Sonne arbeitet als Reinigungskraft

Autor: Gute Nachrichten am 20. Juli 2012 

Nein, das ist kein Scherz und es handelt sich auch nicht um Zauberei. Forscher vom Fraunhofer-Institut für Schicht- und Oberflächentechnik IST in Braunschweig haben eine Beschichtung entwickelt, die mithilfe der UV-Anteile des Sonnenlichts Oberflächen von selbst reinigt.

Material reinigt sich im Sonnenlicht selbst
Verdreckte und selbst durch bloßes Sonnenlicht gereinigte Armelehne eines Gartenstuhls
Bild-Quelle: Fraunhofer Gesellschaft

Wir kennen das Problem alle: Lässt man Gartenmöbel länger ungeschützt im Freien stehen, dann werden diese oft von einem schmierigen Film aus Algen, Moosen, Bakterien und Pilzen überzogen, der sich nur schwer entfernen lässt.

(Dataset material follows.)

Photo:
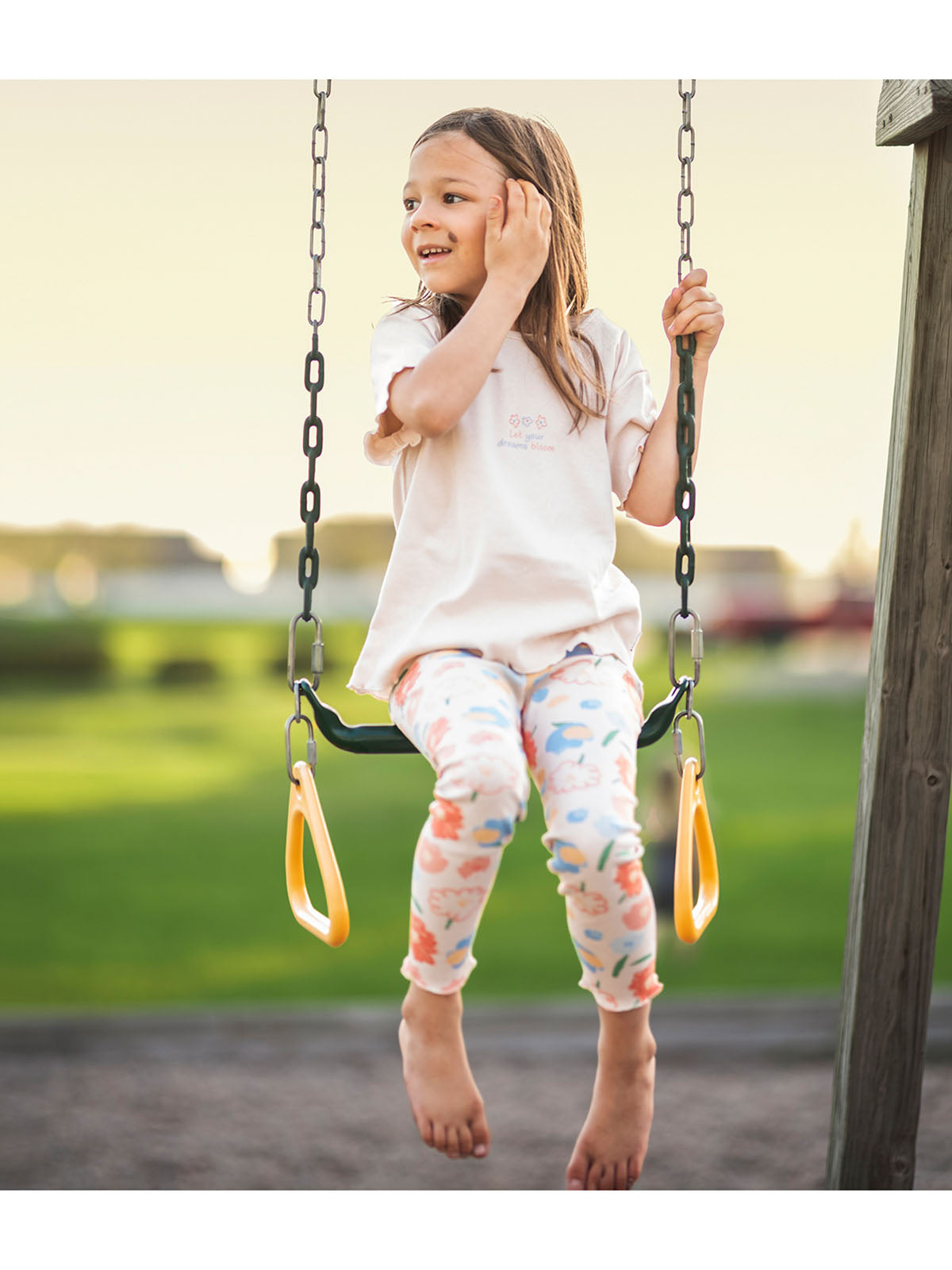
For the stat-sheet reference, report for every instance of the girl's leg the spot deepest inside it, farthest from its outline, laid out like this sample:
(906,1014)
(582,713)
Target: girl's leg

Die Forscher vom Fraunhofer-Institut haben nun eine Kunststoff-Mixtur entwickelt, die Titandioxidmoleküle enthält. Die UV-Anteile im Sonnenlicht aktivieren diese Moleküle, die quasi katalytisch einen elektromechanischen Prozess in Gang setzen, der freie Radikale erzeugt. Diese feinen Radikale und weitere aktive Moleküle im Kunststoff zersetzen Bakterien und "Kollegen" auf den Gartenmöbeln. Sie zerstören zunächst die Zellwand und dringen dann in die Grundsubstanz der Zelle vor, wo sie dann die DNA der Bakterien schädigen. So weit die Theorie, doch wie sieht es in der Praxis aus? Wie gut funktionieren diese photokatalytischen Schichten?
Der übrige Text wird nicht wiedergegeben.